Cramer used to think about his rules of investing all of the time when he was managing money, but eventually they became second nature to him. He often finds that he digs into his rule archive to answer the many questions people ask him on a daily basis.
A typical question that an investor will ask is what to do with a stock after it has had a hideous decline. The first response that Cramer will give is to ask why they bought the stock in the first place. The purpose of asking that question is to determine if they bought it as an investment or a trade.
If they bought it for investment purposes, that could mean they should buy more. If they bought it for trading purposes, then that means they were waiting for a specific event to occur and should only buy it once. These two concepts should not be intermingled.
"Why does this matter? Because one of my cardinal rules is to never turn a trade into an investment. If there is one concept you must take away from this show, it's that you must never ever trade a trade into an investment," Cramer said.
So don't fool yourself. If you know you purchased something for the purpose of trading, cut your losses quickly when it starts to go awry. Sure, there might be a time here and there where you could turn it into a long-term trade. But most of the time, you'll be on the wrong side of the trade.

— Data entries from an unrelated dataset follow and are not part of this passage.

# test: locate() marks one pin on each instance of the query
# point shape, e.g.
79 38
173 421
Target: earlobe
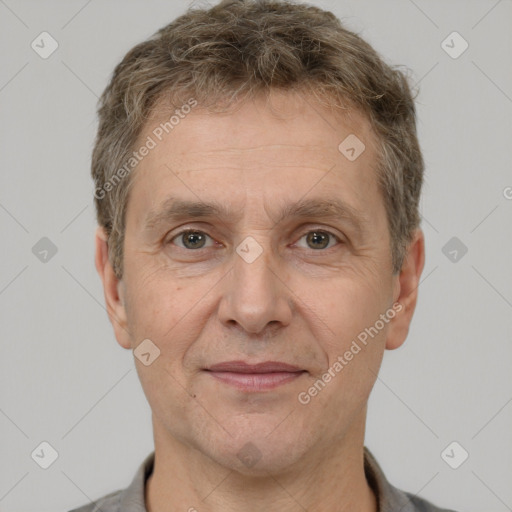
407 290
113 290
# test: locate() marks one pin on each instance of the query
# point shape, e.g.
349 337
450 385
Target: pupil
316 237
194 240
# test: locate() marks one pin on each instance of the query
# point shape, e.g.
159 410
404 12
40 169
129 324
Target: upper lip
243 367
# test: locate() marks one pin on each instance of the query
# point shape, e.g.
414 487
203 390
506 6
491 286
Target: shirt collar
389 498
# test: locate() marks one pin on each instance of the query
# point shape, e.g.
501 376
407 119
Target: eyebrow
175 209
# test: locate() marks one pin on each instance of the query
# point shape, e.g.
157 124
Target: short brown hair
236 50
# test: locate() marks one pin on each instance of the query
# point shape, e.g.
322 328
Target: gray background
64 378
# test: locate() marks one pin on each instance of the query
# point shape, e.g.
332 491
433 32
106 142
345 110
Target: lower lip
256 381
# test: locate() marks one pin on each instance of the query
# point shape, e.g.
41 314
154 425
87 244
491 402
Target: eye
191 239
319 239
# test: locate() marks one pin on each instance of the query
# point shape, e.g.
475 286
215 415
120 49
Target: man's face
258 280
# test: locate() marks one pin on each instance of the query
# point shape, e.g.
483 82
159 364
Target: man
257 178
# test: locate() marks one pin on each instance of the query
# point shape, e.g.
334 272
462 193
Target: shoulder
108 503
422 505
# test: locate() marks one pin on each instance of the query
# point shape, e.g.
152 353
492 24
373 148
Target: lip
255 377
243 367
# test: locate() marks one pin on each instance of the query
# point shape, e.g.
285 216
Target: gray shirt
389 498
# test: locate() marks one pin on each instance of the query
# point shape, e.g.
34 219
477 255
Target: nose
255 296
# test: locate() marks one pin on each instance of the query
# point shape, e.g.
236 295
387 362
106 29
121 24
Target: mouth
255 377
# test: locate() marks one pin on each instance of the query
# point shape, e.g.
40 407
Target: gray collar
389 498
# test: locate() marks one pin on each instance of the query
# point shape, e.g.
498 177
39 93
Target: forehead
279 148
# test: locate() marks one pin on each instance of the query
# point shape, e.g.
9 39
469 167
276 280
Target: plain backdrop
66 381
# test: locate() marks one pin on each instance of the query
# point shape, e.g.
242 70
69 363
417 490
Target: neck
332 481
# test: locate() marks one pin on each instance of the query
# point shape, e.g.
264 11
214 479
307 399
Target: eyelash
185 231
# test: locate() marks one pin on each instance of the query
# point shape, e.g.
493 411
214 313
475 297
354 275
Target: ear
113 289
406 294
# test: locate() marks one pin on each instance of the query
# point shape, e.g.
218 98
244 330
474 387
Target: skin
294 303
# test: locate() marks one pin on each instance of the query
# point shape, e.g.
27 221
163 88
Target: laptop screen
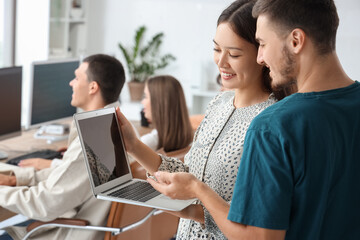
105 152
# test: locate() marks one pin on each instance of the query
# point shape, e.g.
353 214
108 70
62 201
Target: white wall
189 27
348 37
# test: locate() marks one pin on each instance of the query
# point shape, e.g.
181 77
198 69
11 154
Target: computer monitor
10 103
50 95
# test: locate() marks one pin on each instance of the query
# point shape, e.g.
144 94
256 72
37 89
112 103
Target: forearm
149 159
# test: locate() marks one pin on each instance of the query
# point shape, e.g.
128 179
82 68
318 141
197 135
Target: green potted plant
143 61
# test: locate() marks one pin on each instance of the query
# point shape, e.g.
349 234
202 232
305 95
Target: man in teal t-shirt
299 173
300 167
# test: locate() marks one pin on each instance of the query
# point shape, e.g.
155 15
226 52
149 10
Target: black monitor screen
10 102
51 96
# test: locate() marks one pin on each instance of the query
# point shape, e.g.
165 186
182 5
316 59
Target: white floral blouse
215 156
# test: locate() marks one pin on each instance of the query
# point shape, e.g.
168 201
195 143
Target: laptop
108 166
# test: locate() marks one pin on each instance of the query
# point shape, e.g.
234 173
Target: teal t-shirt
300 170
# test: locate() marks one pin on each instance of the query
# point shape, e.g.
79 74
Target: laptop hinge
115 187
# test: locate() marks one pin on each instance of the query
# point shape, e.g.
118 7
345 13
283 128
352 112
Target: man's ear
94 87
297 40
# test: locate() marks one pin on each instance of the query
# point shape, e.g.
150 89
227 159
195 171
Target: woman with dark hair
215 154
165 107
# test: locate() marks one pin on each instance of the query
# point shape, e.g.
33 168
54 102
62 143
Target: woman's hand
128 133
37 163
194 212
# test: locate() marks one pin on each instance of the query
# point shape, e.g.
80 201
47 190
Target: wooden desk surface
27 143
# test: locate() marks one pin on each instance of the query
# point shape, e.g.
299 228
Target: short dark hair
239 16
109 74
317 18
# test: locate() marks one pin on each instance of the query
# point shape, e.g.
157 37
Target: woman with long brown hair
165 107
215 154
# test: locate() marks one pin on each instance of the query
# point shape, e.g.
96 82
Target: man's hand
7 180
37 163
175 185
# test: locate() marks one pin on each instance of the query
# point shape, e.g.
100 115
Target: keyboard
137 191
45 153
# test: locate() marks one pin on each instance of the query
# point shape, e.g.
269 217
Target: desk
27 143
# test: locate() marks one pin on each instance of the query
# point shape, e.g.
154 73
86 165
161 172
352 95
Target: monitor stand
3 155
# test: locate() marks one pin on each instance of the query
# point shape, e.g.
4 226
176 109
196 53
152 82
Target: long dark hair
169 113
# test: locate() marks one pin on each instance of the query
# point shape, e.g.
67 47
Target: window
7 30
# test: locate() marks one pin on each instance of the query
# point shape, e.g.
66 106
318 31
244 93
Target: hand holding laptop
178 185
128 133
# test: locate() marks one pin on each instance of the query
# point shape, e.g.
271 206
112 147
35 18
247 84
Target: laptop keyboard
137 191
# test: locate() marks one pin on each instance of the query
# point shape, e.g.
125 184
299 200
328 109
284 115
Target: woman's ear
297 40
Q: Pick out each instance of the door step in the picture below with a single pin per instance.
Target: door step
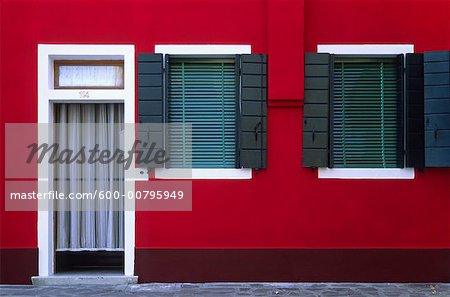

However, much to his surprise, Cramer finds that a lot of people aren't prepared when a correction occurs in the market. They are charmed into the market when things are good and then unprepared when things get bad. They assume that a correction means that something is wrong and that stocks shouldn't be touched.
"That is a very big mistake. Corrections happen all of the time after big runs, and they are to be anticipated, but you can't write off the market when they happen," the "Mad Money" host added.
Another mistake that Cramer sees commonly is that many believe they are supposed to be fully invested at all times. He has even met money managers who think they are supposed to have all money invested.
This is complete nonsense!
Having cash on hand when the market corrects is the key to protecting your portfolio. Because sometimes the market will stink and there is nothing to do but just sit in cash.
"In fact one of the chief reasons that I outperformed pretty much every manager in the business during my 14-year run as a professional money manager is that there were substantial blocks of time when I was largely in cash," Cramer said.
Cash is the perfect hedge in an environment when the market hits dangerous highs and could protect from devastating losses.
Cramer considers cash to be the most underrated investment of all. Whenever he sees the market spike, he starts to sell a little and trim here and there to build up a supply of cash. He sells on strength and buys on weakness.
Otherwise, Cramer fears that investors could wind up selling their best stocks just to hang on to their worst stocks because the higher-quality stocks stopped going up—a big mistake.